Short-Path Multiple

Key Takeaways

• The geological settings most prone to generating problematic short-path multiples share the characteristic of having two or more high-impedance contrasts in close vertical proximity: shallow marine environments where a hard seafloor (high-velocity carbonate or cemented sand) overlies a soft sub-bottom reflector create a perfect short-path multiple generator; coal-bearing sequences in shallow continental settings generate interbed multiples because coal has very high acoustic impedance contrast with surrounding shales; carbonate reef environments with tight porous carbonates alternating with tight non-porous carbonates generate interbed multiples that contaminate the seismic image of the reservoir below; in each case, the wavefield energy that should be a single downgoing and upgoing reflection becomes trapped in a resonating bounce between the two reflectors, generating a series of multiple reflections at integer multiples of the two-way travel time through the thin layer, each one potentially interfering with the primary reflections from deeper targets.
• The predictive deconvolution algorithm applied in standard seismic processing was originally developed specifically to address short-path interbed multiples: if the earth behaves as a collection of horizontally layered reflectors and the wavelet is minimum-phase, predictive deconvolution uses the autocorrelation of the seismic trace at a chosen lag (the prediction distance, set equal to the two-way travel time through the multiple-generating layer) to predict and subtract the multiple arrivals from the trace; the method works well when the multiples are truly periodic (constant two-way travel time in the generating layer) and when the subsurface geology is sufficiently simple that the statistical assumptions of the algorithm are met; in practice, lateral velocity variation, dipping layers, and complex multiple ray paths violate these assumptions, making predictive deconvolution a partial but never complete solution that is typically followed by additional surface-related multiple elimination or model-driven subtraction methods to address the residual multiple energy.

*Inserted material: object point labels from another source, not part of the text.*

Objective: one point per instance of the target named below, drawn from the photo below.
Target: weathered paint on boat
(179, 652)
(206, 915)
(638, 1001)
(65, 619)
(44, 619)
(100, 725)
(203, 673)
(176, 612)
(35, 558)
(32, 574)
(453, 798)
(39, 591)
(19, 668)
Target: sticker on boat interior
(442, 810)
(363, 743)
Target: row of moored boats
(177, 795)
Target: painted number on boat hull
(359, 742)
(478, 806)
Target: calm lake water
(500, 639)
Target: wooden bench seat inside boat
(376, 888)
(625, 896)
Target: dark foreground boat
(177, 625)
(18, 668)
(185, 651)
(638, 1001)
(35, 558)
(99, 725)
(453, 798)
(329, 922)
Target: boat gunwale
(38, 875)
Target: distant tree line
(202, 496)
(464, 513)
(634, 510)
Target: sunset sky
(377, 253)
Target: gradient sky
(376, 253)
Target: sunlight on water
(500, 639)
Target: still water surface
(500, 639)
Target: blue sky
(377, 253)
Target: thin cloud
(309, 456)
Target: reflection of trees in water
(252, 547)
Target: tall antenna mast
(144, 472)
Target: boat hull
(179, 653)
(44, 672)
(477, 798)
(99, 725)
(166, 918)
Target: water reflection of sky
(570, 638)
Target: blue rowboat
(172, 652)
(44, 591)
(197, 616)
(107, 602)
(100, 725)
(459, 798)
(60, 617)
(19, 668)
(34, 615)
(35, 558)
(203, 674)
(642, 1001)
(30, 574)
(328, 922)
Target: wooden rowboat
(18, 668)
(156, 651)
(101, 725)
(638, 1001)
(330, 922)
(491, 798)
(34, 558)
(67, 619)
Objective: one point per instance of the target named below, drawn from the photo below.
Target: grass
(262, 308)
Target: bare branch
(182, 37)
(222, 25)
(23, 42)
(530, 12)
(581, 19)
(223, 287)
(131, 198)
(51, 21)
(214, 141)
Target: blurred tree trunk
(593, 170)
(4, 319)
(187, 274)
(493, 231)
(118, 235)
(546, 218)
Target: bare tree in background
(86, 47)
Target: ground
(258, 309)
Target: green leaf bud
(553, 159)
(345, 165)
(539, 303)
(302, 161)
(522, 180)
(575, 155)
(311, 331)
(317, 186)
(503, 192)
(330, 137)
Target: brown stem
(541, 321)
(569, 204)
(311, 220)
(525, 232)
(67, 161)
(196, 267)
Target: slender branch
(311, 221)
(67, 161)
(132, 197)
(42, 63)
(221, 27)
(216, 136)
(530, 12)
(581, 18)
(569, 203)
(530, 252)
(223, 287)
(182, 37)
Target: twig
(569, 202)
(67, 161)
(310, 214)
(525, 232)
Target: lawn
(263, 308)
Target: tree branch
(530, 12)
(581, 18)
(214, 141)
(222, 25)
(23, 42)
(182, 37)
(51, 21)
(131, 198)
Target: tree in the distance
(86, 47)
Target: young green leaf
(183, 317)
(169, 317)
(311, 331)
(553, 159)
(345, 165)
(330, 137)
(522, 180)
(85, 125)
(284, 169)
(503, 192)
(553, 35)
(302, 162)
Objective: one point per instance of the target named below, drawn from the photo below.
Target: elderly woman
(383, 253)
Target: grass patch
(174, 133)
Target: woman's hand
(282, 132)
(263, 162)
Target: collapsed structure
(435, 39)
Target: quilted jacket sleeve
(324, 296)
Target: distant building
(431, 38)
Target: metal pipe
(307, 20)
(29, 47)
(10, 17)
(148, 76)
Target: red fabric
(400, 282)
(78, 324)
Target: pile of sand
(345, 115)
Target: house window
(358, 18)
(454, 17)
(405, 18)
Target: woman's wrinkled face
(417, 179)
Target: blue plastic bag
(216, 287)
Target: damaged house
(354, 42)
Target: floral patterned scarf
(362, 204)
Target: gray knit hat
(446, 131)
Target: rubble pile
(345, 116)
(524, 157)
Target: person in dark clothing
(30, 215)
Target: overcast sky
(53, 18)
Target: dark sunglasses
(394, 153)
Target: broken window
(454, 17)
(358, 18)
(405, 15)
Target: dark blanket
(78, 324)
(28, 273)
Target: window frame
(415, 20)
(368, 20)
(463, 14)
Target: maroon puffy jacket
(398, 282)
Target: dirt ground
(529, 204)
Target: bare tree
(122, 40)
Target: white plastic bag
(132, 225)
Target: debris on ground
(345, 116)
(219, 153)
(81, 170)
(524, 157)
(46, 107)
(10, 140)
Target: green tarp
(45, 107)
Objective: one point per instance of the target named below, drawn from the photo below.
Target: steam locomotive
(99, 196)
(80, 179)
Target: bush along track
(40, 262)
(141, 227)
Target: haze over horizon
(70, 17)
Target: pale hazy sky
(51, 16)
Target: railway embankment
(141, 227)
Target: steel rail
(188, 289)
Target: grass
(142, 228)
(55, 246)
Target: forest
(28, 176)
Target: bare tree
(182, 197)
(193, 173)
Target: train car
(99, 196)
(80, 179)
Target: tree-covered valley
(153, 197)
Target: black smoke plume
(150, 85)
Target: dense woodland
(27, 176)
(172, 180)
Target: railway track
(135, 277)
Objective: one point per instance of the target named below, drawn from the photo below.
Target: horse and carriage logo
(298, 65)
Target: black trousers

• Surface-related multiple elimination (SRME) is highly effective for long-path water-bottom multiples but struggles with short-path interbed multiples because SRME constructs the multiple model by autocorrelating the seismic data along the surface receiver line, which captures reflections involving the surface as one of the bounce points; short-path interbed multiples involve bounces between subsurface reflectors only and do not use the surface as a reflection point, placing them outside the theoretical scope of SRME; internal multiple attenuation (IMA) algorithms — which use the data itself to predict and subtract internal multiple energy — are the appropriate tool for short-path interbed multiples, but require accurate knowledge of which reflector pair is generating the multiple, and the prediction becomes computationally intensive in three-dimensional datasets; the combination of SRME for surface-related multiples and IMA for interbed multiples represents the current best practice for comprehensive multiple attenuation in geologically complex areas, but neither method is perfectly effective in isolation.
• The interpretation risk posed by unattenuated short-path multiples is significant in frontier basin exploration where the primary reflection from a potential reservoir may be of similar amplitude to a short-path multiple from a shallow high-impedance layer: amplitude-versus-offset (AVO) analysis intended to identify hydrocarbon-bearing sands relies on the assumption that the analyzed event is a primary reflection, and an AVO anomaly generated by a short-path multiple rather than a hydrocarbon contact is a direct cause of exploration dry holes; the identification of multiples versus primaries in the interpretation stage uses several techniques including forward modeling of expected multiples from known reflectors, comparison of the event's move-out with the theoretically predicted multiple velocity, and scrutiny of the event's coherence across multiple vintages of seismic data or across different acquisition geometries; a bright-spot anomaly that disappears when a different source vessel acquires the same line (different source ghost characteristics affecting the multiple generation) is strong evidence that the anomaly is a multiple rather than a lithological or fluid effect.
• The increasing use of broadband seismic acquisition (which extends the recorded frequency range to both lower and higher frequencies than conventional acquisition) has changed the character of short-path multiples and their interaction with primary reflections: at low frequencies, short-path interbed multiples have wavelengths comparable to the distance between the generating reflectors, causing the multiple to interfere constructively or destructively with the primary in a frequency-dependent pattern that manifests as spectral notches in the data; at high frequencies, the multiples are more resolvable from the primaries but also more numerous (higher-order multiples are above the noise floor at high frequencies), requiring more sophisticated attenuation; broadband processing workflows that address multiples in the extended frequency band rather than the traditional 8-80 Hz window have been developed specifically for areas where the increased frequency content of broadband acquisition makes interbed multiples more prominent and more damaging to interpretation quality.